1The court declared a mistrial on the fifth count, which charged Fox with being a felon in possession of a firearm. No. 16-2892 5

deadlines and improperly relied on a schedule issued by the magistrate judge that assumed the district judge would grant a continuance. Despite secondary counsel’s several represen- tations to the court that the defendant’s actual counsel of choice would file an appearance soon, it never happened. So on the Friday before trial, the defendant told the district court that he wished to fire secondary counsel and was in contact with two additional attorneys, one of whom he planned to hire. The court said it was unlikely to grant a continuance, so the defendant reluctantly agreed to continue with secondary counsel. Yet on the morning of trial, the defendant appeared with the secondary counsel and his new counsel of choice.

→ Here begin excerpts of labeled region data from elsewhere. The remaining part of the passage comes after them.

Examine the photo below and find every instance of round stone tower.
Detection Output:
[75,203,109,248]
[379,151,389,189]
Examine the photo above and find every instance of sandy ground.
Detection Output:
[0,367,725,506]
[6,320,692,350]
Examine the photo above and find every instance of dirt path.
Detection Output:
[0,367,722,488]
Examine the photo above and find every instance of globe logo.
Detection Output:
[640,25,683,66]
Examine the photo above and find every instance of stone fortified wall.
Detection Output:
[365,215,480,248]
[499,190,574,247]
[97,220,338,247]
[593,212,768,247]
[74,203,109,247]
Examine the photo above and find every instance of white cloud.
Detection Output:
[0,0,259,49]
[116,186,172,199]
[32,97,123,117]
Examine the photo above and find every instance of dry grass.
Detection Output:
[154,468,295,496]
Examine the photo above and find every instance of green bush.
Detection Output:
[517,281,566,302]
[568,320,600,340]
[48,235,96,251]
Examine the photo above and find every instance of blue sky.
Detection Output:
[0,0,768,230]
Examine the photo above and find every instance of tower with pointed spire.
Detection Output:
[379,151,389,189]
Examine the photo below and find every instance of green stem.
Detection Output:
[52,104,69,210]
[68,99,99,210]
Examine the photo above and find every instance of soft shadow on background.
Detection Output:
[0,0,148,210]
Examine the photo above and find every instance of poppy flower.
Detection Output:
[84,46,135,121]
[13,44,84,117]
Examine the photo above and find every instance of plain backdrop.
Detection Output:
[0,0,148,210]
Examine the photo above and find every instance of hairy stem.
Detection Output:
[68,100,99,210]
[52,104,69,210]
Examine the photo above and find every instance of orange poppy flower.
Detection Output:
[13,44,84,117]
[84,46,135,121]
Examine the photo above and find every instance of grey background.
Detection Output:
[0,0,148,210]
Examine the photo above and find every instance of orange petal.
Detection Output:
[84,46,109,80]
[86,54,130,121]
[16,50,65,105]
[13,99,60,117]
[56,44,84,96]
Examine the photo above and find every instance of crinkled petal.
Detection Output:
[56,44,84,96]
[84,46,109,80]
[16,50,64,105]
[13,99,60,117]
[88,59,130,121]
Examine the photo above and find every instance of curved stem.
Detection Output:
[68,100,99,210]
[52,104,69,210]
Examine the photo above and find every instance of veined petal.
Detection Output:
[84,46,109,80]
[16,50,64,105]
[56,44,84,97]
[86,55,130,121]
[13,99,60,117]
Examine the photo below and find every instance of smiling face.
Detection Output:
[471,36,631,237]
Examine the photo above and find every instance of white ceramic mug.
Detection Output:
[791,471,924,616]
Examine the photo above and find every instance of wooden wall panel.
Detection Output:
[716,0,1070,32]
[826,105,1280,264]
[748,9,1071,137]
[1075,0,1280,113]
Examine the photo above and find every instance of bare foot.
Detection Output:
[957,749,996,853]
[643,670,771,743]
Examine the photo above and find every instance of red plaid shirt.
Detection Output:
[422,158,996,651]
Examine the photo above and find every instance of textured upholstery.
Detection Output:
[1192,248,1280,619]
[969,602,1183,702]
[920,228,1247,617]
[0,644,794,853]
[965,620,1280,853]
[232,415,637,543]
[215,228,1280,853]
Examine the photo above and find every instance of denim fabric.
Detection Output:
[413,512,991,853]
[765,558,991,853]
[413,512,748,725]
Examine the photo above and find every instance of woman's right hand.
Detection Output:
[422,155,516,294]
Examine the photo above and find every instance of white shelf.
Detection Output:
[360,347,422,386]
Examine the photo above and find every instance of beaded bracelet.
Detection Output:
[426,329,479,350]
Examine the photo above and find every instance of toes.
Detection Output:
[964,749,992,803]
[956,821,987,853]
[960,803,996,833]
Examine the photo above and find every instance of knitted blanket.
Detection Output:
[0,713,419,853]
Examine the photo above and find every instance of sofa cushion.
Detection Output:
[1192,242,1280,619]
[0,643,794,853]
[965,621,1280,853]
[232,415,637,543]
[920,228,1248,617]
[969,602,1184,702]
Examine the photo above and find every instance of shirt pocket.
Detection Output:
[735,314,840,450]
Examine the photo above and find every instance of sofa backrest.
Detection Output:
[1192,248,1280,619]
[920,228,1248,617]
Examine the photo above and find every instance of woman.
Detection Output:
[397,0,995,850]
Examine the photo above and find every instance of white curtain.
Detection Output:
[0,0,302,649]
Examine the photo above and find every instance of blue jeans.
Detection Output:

The new counsel said he’d file an appearance only if the court granted a continuance to give him time to prepare, but the court denied the request on the ground that it had already made several attempts to accommodate the situation and the promises of original counsel of choice to appear had not come to fruition. The defendant proceeded with secondary counsel “under protest” and was convicted.